Figure 3 Comparison of simulated and measured spatial distribution of groundwater levels.

3 Results

The simulated inundation areas of the scenarios T13W and T04W are illustrated in Fig. 4, together with the observations. Around 98 % of the surveyed flooded area can be reproduced by the calculated inundation areas with T13W case, which further gained the confidence of the developed dynamic flood model. For the simulated inundation areas in Ichinomiya River watershed, approximately 79 % of simulated flooded areas were actually reported to be flooded.

The inundation areas of both case T13W and T04W (Fig. 4) showed that the coastal areas, urban areas (central part), and the places along the rivers were most vulnerable to floods. Comparison of these maps elaborated that during the typhoon Wipha, the change of input topographies would alter the spatial patterns of the floods. The calculated inundation areas by case T13W was 67.0 km², while those by case T04W 60.5 km², indicating additional 6.50 km² (9.70 %) of flooded area was somehow related to the land subsidence in the research site.

Figure 4 Inundation areas of observation and simulation in both Nabaki and Ichinomiya River watershed. The boundary of the watershed is based on Dutta et al. (2006). The regions surrounded by red lines are the reported inundation areas by Chiba Prefecture (2013) mainly in Ichinomiya River watershed.

To spatially quantify the effects of land subsidence on the inundation areas, the difference of the calculated inundation areas between T04W and T13W, i.e., the area flooded by T13W but not by T04W, was obtained and shown in Fig. 5. This figure noted that the land subsidence would exacerbate the inundation areas in the study site.
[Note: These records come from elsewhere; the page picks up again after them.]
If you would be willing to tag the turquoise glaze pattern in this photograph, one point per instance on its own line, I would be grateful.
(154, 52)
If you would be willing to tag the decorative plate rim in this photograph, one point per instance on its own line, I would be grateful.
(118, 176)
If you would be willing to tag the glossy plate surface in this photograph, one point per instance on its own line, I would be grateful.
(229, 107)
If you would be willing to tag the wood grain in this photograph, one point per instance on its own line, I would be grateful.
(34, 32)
Specifically, in the northern mountainous environment, the inundated locations were exaggerated by the earthquake-induced land subsidence. The Kujukuri plain has also been suffering from continuous land subsidence possibly due to groundwater exploitation, and the next step would tackle the effect of groundwater abstraction-induced land subsidence on the changes of the possible flood pattern and the assessment of future floods.
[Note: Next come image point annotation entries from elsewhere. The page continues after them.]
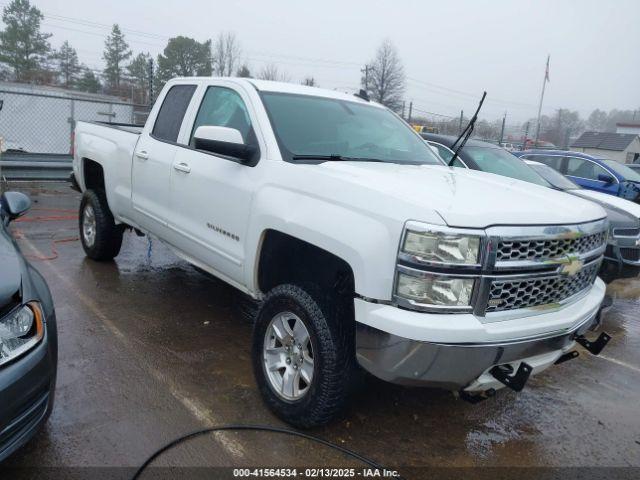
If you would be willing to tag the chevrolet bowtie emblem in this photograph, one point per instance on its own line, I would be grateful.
(571, 266)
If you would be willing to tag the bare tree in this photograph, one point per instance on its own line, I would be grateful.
(271, 72)
(385, 78)
(226, 54)
(244, 71)
(309, 82)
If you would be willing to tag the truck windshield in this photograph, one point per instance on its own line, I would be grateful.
(310, 126)
(501, 162)
(554, 177)
(623, 170)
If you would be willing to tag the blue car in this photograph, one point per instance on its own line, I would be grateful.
(593, 173)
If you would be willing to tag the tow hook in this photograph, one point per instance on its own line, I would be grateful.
(567, 356)
(514, 382)
(597, 345)
(474, 398)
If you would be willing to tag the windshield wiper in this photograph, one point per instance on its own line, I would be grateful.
(336, 158)
(466, 133)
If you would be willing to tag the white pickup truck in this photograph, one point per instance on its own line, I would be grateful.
(363, 249)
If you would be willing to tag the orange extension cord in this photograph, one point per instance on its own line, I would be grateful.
(51, 215)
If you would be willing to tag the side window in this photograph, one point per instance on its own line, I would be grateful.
(223, 107)
(554, 161)
(579, 167)
(172, 112)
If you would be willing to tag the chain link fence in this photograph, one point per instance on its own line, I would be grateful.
(37, 122)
Figure 5 Comparison of the inundation areas by subtracting the inundated locations by T04W case from those by T13W case.

4 Conclusions

We developed a dynamic flood model to quantify the impacts of land subsidence on inundation areas in Kujukuri plain. The results revealed that the earthquake-induced land subsidence would change the spatial distribution of flooded areas. For the examination period in this study, the increase of inundation areas at around 10 % were calculated to be caused by the local land subsidence. Detailed comparison of inundation areas indicated that land subsidence would exacerbate the flood hazards not only in the mountainous environment but also in the urban and coastal zones.

The possible consequence of the increased inundation areas includes salt water intrusion, accelerated coastal erosion, and wetland losses, which may lead to unprecedented socio-economic impacts (Chen et al., 2015; Ito et al., 2015). This research provided an improved and updated hazard maps for the catchments suffering land subsidence (Erkens and Sutanudjaja, 2015), and information for the mitigation measures (Aichi and Tokunaga, 2015).